Learning group theory through a simple example. No math knowledge needed.

Start with a triangle with vertices labeled 1,2,3, starting from the top and going clockwise. You can perform two functions on the triangle – either a horizontal flip (f) or a clockwise rotation (r).

You can already see some patterns. For example, three rotations (let's use the notation rrr or r³) gives you the original orientation. Two flips (ff or f²) also gives you the original orientation.

Can you generate all possible orientations of the triangle only using horizontal flips and clockwise rotations? Hint: there are 6.

Try it on a piece of paper.

Some other interesting properties you might have found:

• Given any orientation, you can always do a series of flips and/or rotations to bring you back to the original.
• Harder, but "rearranging the parentheses" doesn't matter. These two function compositions give the same triangle: f(rr) and (fr)r.

With just flips and rotations, you can generate all permutations of a triangle. Together, these elements make up a mathematical group (specifically the symmetric group S₃).

Here's a diagram of the elements and functions. Because of the symmetry, it looks nice (you can do these for any symmetric group, they are called Cayley Graphs).

By doing this example, you've inadvertently proven the three axioms you need to show that this is a group.

The formal definition of a group and a short proof:

A group is a set G with a binary operation on G that satisfies these four axioms¹:

• Associativity: For all a,b,c in G (a • b) • c = a • (b • c)
• Identity: There exists an element e in G such that, for each a in G e • a = a and a • e = a
• Inverse: For each a in G there exists an element b in G such that a • b = e and b • a = e, where e is the identity element.
• Closure: For each a, b in G, a • b and b • a are contained in G.

For the symmetric group S₃ above, let the elements be the triangle orientations expressed as flips and rotations: {1, r, f, r², rf, r²f}. You can verify that these line up with the unique triangles in the diagram above. We use 1 as r³ or s² because it is the identity element.

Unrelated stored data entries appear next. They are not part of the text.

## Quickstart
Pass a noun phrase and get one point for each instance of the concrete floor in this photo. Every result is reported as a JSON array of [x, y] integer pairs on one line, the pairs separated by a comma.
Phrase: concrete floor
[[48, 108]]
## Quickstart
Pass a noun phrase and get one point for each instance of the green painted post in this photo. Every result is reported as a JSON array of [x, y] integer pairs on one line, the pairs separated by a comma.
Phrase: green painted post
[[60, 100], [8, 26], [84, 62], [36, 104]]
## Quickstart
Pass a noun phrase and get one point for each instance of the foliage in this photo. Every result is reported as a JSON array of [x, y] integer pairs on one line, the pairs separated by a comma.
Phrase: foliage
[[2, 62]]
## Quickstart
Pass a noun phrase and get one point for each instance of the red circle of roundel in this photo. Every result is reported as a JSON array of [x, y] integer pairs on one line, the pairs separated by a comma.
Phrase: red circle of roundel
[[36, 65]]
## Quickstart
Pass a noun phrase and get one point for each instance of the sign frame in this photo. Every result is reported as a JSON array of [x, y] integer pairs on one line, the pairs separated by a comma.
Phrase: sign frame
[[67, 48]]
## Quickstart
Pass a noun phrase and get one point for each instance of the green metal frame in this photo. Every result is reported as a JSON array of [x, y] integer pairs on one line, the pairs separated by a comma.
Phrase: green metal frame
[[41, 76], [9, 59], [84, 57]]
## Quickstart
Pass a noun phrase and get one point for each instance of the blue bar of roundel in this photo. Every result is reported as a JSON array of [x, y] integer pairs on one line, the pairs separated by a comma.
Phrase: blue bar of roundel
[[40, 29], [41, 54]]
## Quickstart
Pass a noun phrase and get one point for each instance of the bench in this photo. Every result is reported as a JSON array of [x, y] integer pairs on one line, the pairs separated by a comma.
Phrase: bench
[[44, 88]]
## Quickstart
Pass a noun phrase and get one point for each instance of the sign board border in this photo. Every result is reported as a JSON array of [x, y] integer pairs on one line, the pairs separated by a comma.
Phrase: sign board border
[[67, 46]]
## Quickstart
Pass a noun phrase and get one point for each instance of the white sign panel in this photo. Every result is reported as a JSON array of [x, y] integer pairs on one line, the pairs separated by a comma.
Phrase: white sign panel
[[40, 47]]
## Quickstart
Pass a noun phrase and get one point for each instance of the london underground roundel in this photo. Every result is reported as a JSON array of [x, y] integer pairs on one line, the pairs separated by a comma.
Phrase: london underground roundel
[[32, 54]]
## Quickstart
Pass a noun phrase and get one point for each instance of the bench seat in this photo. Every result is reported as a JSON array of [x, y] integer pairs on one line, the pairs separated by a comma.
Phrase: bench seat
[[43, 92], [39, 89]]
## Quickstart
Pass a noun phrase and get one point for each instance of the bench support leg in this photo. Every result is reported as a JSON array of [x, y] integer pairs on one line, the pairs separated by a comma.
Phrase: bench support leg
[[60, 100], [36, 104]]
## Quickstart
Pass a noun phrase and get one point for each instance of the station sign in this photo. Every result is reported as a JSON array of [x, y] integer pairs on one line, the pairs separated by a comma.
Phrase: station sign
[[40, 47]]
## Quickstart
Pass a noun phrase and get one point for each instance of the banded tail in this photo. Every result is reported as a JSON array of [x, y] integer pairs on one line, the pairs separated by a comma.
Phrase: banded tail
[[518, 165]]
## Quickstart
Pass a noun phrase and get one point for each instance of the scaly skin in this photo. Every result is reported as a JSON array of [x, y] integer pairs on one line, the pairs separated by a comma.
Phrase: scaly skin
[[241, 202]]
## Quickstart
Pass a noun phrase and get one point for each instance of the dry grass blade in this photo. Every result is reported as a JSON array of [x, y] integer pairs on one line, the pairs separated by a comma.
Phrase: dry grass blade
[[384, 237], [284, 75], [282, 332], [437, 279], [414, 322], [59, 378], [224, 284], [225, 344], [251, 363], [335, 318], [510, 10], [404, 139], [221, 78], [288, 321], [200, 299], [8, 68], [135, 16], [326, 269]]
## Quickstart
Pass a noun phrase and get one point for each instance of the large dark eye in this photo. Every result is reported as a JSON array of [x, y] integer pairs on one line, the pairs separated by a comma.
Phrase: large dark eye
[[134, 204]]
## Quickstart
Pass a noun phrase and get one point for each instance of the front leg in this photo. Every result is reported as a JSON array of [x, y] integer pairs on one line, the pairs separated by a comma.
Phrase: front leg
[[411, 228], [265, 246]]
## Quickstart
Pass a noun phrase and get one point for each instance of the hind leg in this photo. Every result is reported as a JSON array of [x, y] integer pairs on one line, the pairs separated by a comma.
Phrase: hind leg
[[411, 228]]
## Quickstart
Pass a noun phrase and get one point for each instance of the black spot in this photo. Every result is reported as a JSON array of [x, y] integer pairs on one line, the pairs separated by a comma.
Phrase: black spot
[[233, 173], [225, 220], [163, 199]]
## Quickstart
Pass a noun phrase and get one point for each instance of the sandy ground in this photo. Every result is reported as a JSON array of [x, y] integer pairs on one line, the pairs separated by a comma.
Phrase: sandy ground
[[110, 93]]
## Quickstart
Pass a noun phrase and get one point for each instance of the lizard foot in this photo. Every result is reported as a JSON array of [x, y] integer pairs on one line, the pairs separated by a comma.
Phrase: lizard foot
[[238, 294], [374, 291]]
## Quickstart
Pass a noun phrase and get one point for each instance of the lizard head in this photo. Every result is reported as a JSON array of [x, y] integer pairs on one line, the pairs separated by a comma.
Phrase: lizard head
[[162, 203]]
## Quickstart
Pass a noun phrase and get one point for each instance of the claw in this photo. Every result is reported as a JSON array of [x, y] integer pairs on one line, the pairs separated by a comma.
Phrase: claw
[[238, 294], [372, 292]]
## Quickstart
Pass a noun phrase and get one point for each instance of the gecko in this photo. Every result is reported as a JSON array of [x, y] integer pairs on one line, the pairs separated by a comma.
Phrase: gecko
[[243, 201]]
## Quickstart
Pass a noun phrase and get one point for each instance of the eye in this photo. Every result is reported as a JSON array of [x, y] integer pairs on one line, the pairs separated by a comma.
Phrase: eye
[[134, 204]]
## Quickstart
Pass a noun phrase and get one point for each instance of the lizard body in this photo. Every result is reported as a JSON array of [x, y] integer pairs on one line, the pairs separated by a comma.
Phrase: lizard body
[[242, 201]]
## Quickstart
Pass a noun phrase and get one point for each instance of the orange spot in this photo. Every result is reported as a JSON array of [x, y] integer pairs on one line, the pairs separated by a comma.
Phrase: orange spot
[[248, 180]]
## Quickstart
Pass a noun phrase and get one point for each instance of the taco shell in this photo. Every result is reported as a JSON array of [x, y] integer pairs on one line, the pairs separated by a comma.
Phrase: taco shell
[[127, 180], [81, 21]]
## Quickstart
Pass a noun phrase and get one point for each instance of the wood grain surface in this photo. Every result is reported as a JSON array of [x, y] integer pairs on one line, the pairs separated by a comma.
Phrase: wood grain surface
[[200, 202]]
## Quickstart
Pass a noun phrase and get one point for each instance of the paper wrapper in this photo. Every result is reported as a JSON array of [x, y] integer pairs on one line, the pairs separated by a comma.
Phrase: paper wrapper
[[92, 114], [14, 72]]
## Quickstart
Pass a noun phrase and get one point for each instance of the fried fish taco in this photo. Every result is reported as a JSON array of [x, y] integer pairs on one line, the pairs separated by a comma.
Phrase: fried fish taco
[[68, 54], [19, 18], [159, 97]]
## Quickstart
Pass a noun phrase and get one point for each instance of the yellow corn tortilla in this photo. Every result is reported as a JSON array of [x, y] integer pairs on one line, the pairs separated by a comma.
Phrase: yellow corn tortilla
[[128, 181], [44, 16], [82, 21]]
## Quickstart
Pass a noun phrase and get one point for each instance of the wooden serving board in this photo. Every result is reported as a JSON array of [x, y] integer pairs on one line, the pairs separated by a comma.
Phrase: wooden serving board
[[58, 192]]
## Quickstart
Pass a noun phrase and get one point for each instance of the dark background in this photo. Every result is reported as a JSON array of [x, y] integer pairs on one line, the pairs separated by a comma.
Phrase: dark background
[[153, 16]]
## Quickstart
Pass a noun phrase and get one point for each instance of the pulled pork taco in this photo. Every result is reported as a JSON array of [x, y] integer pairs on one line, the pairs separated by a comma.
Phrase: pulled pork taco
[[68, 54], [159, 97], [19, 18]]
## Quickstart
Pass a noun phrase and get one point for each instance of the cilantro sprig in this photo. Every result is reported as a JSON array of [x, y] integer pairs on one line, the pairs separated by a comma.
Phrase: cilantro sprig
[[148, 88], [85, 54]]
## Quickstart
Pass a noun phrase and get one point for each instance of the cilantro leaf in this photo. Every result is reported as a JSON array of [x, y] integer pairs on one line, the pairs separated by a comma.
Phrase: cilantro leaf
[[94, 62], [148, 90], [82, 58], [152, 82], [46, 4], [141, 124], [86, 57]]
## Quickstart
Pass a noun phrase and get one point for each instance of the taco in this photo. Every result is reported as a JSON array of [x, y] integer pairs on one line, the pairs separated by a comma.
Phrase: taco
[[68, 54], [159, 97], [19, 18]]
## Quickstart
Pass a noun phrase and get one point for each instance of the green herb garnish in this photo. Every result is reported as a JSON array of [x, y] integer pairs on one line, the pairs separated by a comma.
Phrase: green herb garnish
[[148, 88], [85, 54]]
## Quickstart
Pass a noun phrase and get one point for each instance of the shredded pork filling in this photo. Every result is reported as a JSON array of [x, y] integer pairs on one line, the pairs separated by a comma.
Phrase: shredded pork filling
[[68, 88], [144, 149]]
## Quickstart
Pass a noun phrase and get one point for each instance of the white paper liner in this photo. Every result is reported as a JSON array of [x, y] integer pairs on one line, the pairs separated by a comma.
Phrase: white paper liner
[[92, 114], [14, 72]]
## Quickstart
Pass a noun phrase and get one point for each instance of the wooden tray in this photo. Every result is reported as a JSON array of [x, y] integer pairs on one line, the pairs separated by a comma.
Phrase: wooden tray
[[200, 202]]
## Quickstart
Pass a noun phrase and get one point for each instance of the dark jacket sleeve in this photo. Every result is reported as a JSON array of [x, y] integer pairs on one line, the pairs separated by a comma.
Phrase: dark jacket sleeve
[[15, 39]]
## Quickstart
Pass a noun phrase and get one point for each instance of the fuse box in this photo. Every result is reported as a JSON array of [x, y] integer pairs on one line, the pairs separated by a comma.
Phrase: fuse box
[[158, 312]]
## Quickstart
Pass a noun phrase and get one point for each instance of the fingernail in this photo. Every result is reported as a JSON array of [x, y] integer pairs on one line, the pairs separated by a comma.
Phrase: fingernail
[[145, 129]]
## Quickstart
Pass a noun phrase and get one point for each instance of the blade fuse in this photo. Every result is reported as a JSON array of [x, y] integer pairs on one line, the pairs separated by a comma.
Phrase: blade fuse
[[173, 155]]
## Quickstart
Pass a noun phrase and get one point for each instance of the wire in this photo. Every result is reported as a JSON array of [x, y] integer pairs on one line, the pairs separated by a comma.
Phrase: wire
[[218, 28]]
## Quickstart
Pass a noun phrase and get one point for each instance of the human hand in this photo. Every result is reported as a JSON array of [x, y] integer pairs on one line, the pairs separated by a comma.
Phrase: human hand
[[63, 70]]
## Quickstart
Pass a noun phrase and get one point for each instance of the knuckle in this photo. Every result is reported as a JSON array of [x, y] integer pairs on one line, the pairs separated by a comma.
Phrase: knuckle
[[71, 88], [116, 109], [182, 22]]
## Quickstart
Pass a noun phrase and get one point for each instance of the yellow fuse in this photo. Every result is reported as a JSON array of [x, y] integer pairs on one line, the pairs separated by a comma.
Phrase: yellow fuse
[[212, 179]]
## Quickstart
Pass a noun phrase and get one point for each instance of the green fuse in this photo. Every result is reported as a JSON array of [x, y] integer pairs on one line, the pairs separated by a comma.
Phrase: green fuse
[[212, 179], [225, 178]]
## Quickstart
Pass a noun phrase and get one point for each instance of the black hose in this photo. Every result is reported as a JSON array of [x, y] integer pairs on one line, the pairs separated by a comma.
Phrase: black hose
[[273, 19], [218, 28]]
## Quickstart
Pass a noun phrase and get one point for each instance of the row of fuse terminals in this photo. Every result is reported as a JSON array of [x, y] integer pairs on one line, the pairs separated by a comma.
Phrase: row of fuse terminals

You can prove all the axioms above by observation since there are only six elements.

A more rigorous proof actually proves that all bijections (e.g., a permutation) from a set to itself form a group under function composition (a small example of the Innovator's Paradox!)

Other examples of groups:

• The set of positive and negative integers with addition (not multiplication – let a = 2, there is no integer such that 2 • b = 1 (1/2 is not an integer).
• The set of nonzero fractions ("rational numbers") under multiplication.
• The set of fractions under multiplication.
• The set of legal moves in a Rubik's cube.

Other fun group facts:

Number theory and cryptography make heavy use of groups. Elliptic curve cryptography uses an elliptic group.

We've completely classified all groups with a finite set of elements (the proof is over 10,000 pages long). There are 18 families of groups that have a simple pattern, and 26 that don't. Of those 26, there's a group that contains 20 of them (including itself) called the Monster Group. It has 808,017,424,794,512,875,886,459,904,961,710,757,005,754,368,000,000,000 elements.

Cayley group of the symmetric group S₄

¹Usually denoted as three axioms, as the closure is given by the shorthand "binary operation on G", which implies G • G into G.